Thanks Herb! Now I at least have an explanation for the "powers that be"
when they look at the logs.

Lori
 
H

Herb Martin

Lori said:
Thanks Herb! Now I at least have an explanation for the "powers that be"
when they look at the logs.

The next step is to run an IDS (Intrusion Detection
System) but that is a LOT of work UNLESS you will
actively read and use the logs.

I hope someone will pipe in here and suggest a way
to match Snort (a free IDS) logs with Windows logs.

By now, I really should have written a Perl program
to do that (probably something simple based on time
stamps would get me close.)
 
P

ptwilliams

By now, I really should have written a Perl program to do that (probably
something simple based on time
stamps would get me close.)

Well, don't just talk about it!!! Get too it!

And post it free for all of us when you're done ;-)


--

Paul Williams

http://www.msresource.net
http://forums.msresource.net


Lori said:
Thanks Herb! Now I at least have an explanation for the "powers that be"
when they look at the logs.

The next step is to run an IDS (Intrusion Detection
System) but that is a LOT of work UNLESS you will
actively read and use the logs.

I hope someone will pipe in here and suggest a way
to match Snort (a free IDS) logs with Windows logs.

By now, I really should have written a Perl program
to do that (probably something simple based on time
stamps would get me close.)
 
H

Herb Martin

ptwilliams said:
stamps would get me close.)

Well, don't just talk about it!!! Get too it!

And post it free for all of us when you're done ;-)

Ok, let's try a simple design and IF I have some
time I will hook it up....

What sort of messages do we need to capture in
Snort? (You don't have to answer but pointing me
to the current docs for Kerberos and NTLM authentication
and secure channel packet types would help...)

1) Find Account Logon or Logon events in event log
( I can do that.)

2) Find messages of the relevant types in Snort log

3) Filter Snort messages to plus or minus N seconds
or milliseconds of each Audit event.

Can that (little bit) be useful?

Do you run Snort and Perl? Would you run them if
this worked?

Comments from PT or ANYONE welcome.

Alternative:
4) Find something in Audit that can be directly matched
to the Snort log....
 
P

ptwilliams

Sorry for the delay Herb - I lost the post! Until I read this post I didn't
know what Snort was -and still only have a vague idea! I figured that a
veteran such as yourself, with many programming languages under his belt
could whip up a nice, free tool for the community -just like Joe's oldcmp or
something <g>.

I'd be sure to give it a go; although most of out clients are quite big and
we have certified network detectives, etc. so wouldn't utilise it as much as
some of the people on here with smaller environments...
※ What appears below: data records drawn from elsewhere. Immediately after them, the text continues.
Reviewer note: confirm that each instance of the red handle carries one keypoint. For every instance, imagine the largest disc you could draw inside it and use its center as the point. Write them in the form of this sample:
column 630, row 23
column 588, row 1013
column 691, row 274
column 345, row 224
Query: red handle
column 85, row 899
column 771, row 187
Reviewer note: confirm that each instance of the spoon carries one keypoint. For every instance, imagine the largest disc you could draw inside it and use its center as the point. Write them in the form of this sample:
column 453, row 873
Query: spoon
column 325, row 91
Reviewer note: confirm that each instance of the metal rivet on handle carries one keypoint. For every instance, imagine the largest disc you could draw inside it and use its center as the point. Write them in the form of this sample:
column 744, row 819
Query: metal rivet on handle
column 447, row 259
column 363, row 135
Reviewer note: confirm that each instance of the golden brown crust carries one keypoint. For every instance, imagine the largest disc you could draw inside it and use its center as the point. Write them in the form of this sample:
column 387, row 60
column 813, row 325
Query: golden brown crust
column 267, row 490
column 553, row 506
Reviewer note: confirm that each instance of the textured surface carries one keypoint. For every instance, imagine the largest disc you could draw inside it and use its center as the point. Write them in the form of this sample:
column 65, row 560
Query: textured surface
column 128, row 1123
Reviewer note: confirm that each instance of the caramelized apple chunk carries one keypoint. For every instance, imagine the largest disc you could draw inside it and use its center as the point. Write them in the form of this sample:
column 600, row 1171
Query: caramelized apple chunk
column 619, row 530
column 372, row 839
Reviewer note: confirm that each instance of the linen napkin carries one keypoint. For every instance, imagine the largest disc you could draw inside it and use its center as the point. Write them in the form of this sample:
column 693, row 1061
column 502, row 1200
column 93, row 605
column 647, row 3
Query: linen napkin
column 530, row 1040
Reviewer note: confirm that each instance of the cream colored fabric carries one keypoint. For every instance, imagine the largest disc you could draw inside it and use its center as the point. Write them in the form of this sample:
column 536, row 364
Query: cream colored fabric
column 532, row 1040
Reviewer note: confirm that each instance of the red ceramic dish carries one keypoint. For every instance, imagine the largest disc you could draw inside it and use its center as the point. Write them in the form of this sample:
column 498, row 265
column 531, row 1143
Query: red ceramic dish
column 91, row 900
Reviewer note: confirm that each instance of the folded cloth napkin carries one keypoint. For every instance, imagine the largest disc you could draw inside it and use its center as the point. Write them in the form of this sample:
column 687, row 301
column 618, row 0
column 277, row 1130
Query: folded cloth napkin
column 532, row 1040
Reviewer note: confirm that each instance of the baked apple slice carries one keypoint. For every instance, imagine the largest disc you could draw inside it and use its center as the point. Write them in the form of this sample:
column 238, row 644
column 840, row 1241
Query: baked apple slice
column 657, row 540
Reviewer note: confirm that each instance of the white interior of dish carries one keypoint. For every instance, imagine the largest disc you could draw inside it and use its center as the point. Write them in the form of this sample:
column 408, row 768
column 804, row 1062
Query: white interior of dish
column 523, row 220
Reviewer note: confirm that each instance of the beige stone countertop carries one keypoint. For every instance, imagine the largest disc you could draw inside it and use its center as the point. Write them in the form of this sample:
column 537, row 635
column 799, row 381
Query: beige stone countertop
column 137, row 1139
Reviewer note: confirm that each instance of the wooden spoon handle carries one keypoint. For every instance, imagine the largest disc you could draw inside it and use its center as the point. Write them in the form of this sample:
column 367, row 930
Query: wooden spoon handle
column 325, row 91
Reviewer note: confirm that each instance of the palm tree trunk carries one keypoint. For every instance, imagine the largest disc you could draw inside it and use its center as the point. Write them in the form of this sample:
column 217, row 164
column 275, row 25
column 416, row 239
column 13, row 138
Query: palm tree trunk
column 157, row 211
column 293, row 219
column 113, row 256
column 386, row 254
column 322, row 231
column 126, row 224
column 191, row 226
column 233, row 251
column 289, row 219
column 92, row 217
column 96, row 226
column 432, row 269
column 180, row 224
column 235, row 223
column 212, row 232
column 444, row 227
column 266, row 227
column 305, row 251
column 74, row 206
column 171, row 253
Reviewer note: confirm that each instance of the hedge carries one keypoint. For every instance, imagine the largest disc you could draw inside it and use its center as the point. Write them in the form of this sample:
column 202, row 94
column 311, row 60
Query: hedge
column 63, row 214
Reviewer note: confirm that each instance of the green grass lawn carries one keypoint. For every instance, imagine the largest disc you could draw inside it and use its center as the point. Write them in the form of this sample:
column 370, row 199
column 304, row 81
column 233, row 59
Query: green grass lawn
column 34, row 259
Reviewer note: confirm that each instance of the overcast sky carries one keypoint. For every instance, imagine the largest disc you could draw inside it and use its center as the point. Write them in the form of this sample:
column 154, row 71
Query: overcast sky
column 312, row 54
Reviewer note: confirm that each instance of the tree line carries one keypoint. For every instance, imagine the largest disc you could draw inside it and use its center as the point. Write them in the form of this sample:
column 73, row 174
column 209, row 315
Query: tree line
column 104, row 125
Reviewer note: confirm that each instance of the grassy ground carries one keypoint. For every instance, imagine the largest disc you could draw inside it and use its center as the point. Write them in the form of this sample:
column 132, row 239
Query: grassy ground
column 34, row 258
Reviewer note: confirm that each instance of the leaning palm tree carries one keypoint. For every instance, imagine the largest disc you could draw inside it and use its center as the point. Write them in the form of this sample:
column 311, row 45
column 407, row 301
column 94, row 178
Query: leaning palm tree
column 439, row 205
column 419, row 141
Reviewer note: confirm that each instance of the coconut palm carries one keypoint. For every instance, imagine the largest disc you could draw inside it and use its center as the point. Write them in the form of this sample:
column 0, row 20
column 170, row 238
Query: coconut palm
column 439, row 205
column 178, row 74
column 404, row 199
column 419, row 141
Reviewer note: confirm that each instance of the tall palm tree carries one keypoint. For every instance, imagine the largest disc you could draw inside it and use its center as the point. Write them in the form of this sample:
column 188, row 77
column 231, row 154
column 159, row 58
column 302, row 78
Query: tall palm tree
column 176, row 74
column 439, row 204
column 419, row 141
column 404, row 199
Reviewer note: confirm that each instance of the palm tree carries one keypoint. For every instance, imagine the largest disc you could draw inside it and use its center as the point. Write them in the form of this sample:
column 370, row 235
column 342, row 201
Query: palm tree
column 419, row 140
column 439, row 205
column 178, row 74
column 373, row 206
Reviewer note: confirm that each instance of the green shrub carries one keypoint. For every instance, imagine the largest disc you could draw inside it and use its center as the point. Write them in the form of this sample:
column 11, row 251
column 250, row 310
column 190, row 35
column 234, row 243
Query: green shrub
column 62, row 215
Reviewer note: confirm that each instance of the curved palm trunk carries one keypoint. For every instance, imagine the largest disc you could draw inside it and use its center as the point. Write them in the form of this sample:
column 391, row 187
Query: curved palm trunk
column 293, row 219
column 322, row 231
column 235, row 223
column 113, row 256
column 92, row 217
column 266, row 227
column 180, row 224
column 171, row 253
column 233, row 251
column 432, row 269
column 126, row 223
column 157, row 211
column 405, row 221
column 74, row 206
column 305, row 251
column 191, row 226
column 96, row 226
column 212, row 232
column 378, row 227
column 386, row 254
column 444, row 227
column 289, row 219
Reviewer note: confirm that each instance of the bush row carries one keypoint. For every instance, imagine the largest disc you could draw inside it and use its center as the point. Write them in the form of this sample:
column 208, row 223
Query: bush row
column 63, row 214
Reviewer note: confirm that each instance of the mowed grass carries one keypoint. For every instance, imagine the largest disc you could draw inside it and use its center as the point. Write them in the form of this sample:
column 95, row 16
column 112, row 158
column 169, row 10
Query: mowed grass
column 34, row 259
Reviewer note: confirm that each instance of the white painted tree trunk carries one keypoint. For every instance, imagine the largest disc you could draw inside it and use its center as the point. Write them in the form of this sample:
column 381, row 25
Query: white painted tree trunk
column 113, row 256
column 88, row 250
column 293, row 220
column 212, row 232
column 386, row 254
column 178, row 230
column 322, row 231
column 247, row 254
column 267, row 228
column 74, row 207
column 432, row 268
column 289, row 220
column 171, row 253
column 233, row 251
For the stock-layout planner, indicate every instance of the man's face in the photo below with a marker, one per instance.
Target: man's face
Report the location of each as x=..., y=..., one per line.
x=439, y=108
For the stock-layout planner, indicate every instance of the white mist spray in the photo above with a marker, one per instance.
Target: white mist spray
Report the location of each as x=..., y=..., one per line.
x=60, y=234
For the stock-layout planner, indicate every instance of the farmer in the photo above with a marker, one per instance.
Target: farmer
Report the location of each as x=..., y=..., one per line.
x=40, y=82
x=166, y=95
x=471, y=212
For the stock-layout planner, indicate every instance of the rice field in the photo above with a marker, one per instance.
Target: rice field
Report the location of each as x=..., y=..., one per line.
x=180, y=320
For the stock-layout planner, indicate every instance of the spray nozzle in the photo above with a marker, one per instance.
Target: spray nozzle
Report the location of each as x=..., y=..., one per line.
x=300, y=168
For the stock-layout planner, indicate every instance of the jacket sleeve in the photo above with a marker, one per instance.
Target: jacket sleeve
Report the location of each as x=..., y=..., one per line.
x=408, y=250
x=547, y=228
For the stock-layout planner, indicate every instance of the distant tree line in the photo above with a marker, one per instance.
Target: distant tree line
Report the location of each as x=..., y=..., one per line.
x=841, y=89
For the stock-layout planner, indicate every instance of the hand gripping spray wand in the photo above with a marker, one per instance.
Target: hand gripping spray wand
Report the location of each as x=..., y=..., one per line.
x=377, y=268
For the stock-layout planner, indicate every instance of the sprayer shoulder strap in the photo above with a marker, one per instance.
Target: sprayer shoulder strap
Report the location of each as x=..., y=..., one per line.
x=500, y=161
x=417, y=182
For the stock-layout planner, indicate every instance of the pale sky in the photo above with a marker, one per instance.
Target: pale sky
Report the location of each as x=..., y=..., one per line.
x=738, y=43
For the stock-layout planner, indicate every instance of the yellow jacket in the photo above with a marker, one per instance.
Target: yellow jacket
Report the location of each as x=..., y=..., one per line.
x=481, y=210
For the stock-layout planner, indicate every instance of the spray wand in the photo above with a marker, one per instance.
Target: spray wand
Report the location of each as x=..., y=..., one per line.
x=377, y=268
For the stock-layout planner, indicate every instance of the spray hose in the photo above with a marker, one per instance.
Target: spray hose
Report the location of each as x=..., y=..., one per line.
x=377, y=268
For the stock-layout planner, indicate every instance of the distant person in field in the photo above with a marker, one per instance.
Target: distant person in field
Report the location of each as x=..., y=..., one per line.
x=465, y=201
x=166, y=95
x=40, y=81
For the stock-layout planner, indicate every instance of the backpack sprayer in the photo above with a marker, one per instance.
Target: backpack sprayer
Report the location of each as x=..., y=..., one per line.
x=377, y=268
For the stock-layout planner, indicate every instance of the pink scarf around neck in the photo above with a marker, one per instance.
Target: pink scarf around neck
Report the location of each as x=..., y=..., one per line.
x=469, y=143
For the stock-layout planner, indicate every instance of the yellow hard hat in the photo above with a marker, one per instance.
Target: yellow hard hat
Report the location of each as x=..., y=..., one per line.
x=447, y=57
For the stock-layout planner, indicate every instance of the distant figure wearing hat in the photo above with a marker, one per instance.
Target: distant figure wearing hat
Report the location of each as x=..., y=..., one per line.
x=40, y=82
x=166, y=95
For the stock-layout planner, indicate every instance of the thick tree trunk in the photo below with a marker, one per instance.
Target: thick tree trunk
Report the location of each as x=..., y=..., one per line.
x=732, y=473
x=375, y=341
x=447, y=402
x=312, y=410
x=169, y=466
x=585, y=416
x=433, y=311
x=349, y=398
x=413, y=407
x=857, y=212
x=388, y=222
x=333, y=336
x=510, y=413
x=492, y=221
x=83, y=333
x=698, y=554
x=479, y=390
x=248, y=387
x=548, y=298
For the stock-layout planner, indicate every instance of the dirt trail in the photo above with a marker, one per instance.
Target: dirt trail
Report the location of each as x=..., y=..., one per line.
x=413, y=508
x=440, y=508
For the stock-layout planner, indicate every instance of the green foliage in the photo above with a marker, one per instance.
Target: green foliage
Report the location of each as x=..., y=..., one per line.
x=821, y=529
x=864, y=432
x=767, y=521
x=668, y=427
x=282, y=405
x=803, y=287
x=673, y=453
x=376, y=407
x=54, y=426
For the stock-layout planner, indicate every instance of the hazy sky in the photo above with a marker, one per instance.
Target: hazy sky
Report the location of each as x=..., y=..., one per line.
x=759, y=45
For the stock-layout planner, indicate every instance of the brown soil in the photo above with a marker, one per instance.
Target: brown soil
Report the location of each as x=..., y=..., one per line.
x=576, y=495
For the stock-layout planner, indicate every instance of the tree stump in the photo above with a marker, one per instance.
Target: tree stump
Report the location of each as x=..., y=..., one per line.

Do you run Snort and Perl? Would you run them if this worked?

No. I just started playing with VBScript and was considering Perl sometime
next year. Is it worth it?


--

Paul Williams

http://www.msresource.net
http://forums.msresource.net


ptwilliams said:
stamps would get me close.)

Well, don't just talk about it!!! Get too it!

And post it free for all of us when you're done ;-)

Ok, let's try a simple design and IF I have some
time I will hook it up....

What sort of messages do we need to capture in
Snort? (You don't have to answer but pointing me
to the current docs for Kerberos and NTLM authentication
and secure channel packet types would help...)

1) Find Account Logon or Logon events in event log
( I can do that.)

2) Find messages of the relevant types in Snort log

3) Filter Snort messages to plus or minus N seconds
or milliseconds of each Audit event.

Can that (little bit) be useful?

Do you run Snort and Perl? Would you run them if
this worked?

Comments from PT or ANYONE welcome.

Alternative:
4) Find something in Audit that can be directly matched
to the Snort log....
 
H

Herb Martin

ptwilliams said:
Sorry for the delay Herb - I lost the post! Until I read this post I didn't
know what Snort was -and still only have a vague idea! I figured that a
veteran such as yourself, with many programming languages under his belt
could whip up a nice, free tool for the community -just like Joe's oldcmp or
something <g>.

The hard part is not the code but figuring out what
to capture and compare.
I'd be sure to give it a go; although most of out clients are quite big and
we have certified network detectives, etc. so wouldn't utilise it as much as
some of the people on here with smaller environments...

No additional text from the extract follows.